Another tendency commonly involved with negative supervision deals with the isomorphic nature of the liver supervision context: interactive patterns at one level of training that tend to mirror or duplicate those at the other levels. In other words, the relationship between supervisor and trainee may resemble that between trainee and family members or those among family members themselves (Liddle & Saba, 1983 and 1985). Instructors not familiar with this tendency can become involved with escalating situations. If, however, the supervisor recognizes the isomorphic process, he/she will be able to readily notice and alter the negative situation.

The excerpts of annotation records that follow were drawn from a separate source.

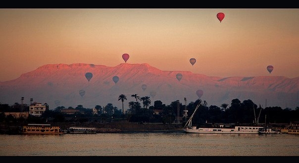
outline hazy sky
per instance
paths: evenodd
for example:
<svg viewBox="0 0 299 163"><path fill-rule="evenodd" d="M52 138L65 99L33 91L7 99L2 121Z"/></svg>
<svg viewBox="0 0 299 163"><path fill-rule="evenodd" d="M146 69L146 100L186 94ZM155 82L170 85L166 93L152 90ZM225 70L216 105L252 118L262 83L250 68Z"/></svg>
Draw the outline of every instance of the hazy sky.
<svg viewBox="0 0 299 163"><path fill-rule="evenodd" d="M161 70L299 77L299 9L0 9L0 82L46 64L113 67L125 53Z"/></svg>

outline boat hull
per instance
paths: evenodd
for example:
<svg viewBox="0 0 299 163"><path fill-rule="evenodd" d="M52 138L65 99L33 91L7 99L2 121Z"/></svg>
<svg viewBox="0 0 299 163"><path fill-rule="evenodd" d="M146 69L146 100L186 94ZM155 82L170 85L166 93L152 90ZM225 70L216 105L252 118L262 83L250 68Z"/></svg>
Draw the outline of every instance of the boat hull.
<svg viewBox="0 0 299 163"><path fill-rule="evenodd" d="M236 126L235 128L184 128L186 133L221 133L221 134L258 134L258 126Z"/></svg>

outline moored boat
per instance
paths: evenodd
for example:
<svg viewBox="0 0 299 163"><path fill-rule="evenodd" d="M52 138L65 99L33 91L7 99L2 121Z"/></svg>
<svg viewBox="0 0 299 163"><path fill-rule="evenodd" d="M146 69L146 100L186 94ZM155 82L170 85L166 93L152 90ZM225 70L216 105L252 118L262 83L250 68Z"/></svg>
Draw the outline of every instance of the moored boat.
<svg viewBox="0 0 299 163"><path fill-rule="evenodd" d="M92 127L70 127L67 129L66 133L96 134L97 130Z"/></svg>
<svg viewBox="0 0 299 163"><path fill-rule="evenodd" d="M287 127L281 129L280 132L282 133L299 134L299 124L292 124Z"/></svg>
<svg viewBox="0 0 299 163"><path fill-rule="evenodd" d="M277 130L273 130L272 128L262 128L258 131L258 133L264 134L281 134L282 132Z"/></svg>
<svg viewBox="0 0 299 163"><path fill-rule="evenodd" d="M200 106L199 104L195 108L194 112L186 122L184 128L184 131L186 133L228 133L228 134L258 134L259 130L263 127L258 126L235 126L234 127L225 127L221 125L219 127L197 127L192 126L192 118Z"/></svg>
<svg viewBox="0 0 299 163"><path fill-rule="evenodd" d="M61 134L64 133L60 126L51 126L50 124L28 124L23 126L22 134Z"/></svg>

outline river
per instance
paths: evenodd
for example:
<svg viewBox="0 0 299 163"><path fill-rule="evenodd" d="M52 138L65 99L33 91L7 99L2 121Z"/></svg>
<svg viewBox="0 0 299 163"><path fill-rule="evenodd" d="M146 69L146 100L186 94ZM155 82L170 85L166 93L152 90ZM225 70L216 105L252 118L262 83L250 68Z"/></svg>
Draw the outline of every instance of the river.
<svg viewBox="0 0 299 163"><path fill-rule="evenodd" d="M0 156L299 156L299 135L138 132L0 135Z"/></svg>

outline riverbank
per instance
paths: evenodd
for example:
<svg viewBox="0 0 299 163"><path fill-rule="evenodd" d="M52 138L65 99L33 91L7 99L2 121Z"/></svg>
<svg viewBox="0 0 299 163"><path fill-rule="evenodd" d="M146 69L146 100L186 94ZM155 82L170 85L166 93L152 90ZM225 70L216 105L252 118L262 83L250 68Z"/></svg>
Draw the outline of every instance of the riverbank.
<svg viewBox="0 0 299 163"><path fill-rule="evenodd" d="M97 122L83 123L51 123L52 125L60 126L62 129L72 126L82 126L95 128L98 133L135 132L156 131L180 131L183 130L182 124L163 124L162 123L142 123L119 121L107 123Z"/></svg>
<svg viewBox="0 0 299 163"><path fill-rule="evenodd" d="M50 122L51 126L60 126L61 130L66 130L70 127L85 127L95 128L97 133L117 132L182 132L182 124L162 123L136 123L126 120L100 123L99 122ZM1 124L0 133L8 134L21 134L22 126L27 124Z"/></svg>

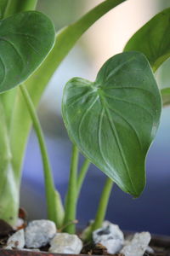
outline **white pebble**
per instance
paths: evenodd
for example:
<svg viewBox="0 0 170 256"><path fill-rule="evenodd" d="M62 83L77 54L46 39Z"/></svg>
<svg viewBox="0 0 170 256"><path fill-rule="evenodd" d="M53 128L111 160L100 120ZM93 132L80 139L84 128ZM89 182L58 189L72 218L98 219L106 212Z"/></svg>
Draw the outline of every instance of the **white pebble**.
<svg viewBox="0 0 170 256"><path fill-rule="evenodd" d="M103 223L102 228L93 232L95 244L100 243L110 254L118 253L124 244L124 236L118 225L109 221Z"/></svg>
<svg viewBox="0 0 170 256"><path fill-rule="evenodd" d="M133 239L121 250L125 256L143 256L151 239L149 232L134 234Z"/></svg>
<svg viewBox="0 0 170 256"><path fill-rule="evenodd" d="M58 233L50 241L50 253L79 254L82 242L76 235Z"/></svg>
<svg viewBox="0 0 170 256"><path fill-rule="evenodd" d="M26 229L26 246L39 248L47 245L57 232L55 224L51 220L33 220Z"/></svg>
<svg viewBox="0 0 170 256"><path fill-rule="evenodd" d="M25 246L24 230L20 230L13 234L7 241L7 249L22 249Z"/></svg>

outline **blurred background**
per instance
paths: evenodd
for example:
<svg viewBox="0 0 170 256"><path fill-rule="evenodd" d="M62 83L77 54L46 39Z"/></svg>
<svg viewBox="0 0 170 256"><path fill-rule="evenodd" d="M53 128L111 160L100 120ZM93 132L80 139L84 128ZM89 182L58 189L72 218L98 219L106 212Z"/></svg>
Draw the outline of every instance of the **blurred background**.
<svg viewBox="0 0 170 256"><path fill-rule="evenodd" d="M56 31L76 21L99 0L39 0L37 9L54 22ZM38 108L45 133L56 188L64 199L69 177L71 144L62 117L65 84L72 77L94 80L103 63L122 51L133 33L155 14L170 7L167 0L128 0L98 20L78 41L52 78ZM170 86L170 61L156 74L159 84ZM170 235L170 108L165 108L156 138L146 162L147 183L139 199L133 199L114 185L106 219L127 230L149 230ZM82 157L81 159L82 160ZM105 176L91 165L78 203L81 226L95 216ZM41 155L37 137L31 132L24 162L21 207L29 218L46 218Z"/></svg>

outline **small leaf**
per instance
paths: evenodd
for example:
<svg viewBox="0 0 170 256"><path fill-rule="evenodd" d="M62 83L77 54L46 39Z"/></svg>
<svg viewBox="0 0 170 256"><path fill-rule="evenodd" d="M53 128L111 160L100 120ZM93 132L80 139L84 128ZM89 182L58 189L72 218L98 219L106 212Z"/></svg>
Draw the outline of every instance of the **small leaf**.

The bottom line, say some present-day MFT professionals who are studying the concepts of supervision and training, it may perhaps be most productive to determine the means for the most effective training scenarios across all therapy modalities. Regardless of approach, the goal is to provide the trainees with the most positive and relevant educational experience. The stress in training should first be placed on these productive means of instruction and then secondly on teaching the specifics of the modality itself. There are sure to be principles if followed that trainees will agree offer them the best possible means for constructive therapy with their patients. These include:

Supervision works best when the mentors, supervisors, and therapists have access to and make use of a treatment manual (Corrigan & McCracken, 1997; Milne & James, 2000).

Supervision is more effective if the techniques and procedures to be used are modeled for the therapist (Bryant & Fox, 1995; Isaacs, Embry, & Baer, 1982; Kramer & Reitz, 1980; Street & Foot, 1984; West, Bubenzer, (Pinsoneault, & Holeman, 1993).

Supervision is more effective if the trainee has the opportunity to practice a procedure or technique prior to performing that behavior (Isaacs et al., 1982).

Therapist performance improves more rapidly when the therapist is observed performing therapy directly (Breunlin, Karrer, McGuire, & Cimmarusti, 1983; Liddle, 1991b; Milne, Pilkington, Gracie, & James, 2003; Street & Foot, 1984).

Case review in supervision is primarily useful for understanding the therapist's intentions and case conceptualizations (Liddle & Schwartz, 1983; McCollum & Wetchler, 1995). Sixth, supervisory feedback is most effective if the feedback is based on direct observation, is clear and specific about the therapist's learning task, task goal achievement, and limits negative statements especially if related to the person of the therapist (Kluger & DeNisi, 1996).

All supervision principles need to be carried on within a context of a strong therapist-supervisor alliance (Bordin, 1983; Efstation, Patton, & Kardash, 1990; Gill, 2001; Heatherington & Friedlander, 1990; Horvath, 2001; Ladany & Friedlander, 1995; Pinsof, 1994; Pinsof & Catherall, 1986; Solomon, 1977; White & Queener, 2003).

Supervisors need to be responsive to the person of the therapist in terms of their personal and professional histories (Mead, 1990; Wampold, 2001) where personal histories include ethnic, gender, racial, socioeconomic, and family-of-origin factors (Storm, McDowell, & Long, 2003), whereas professional histories include the therapist's knowledge of and experience using therapy theories and techniques (Mead, 1990).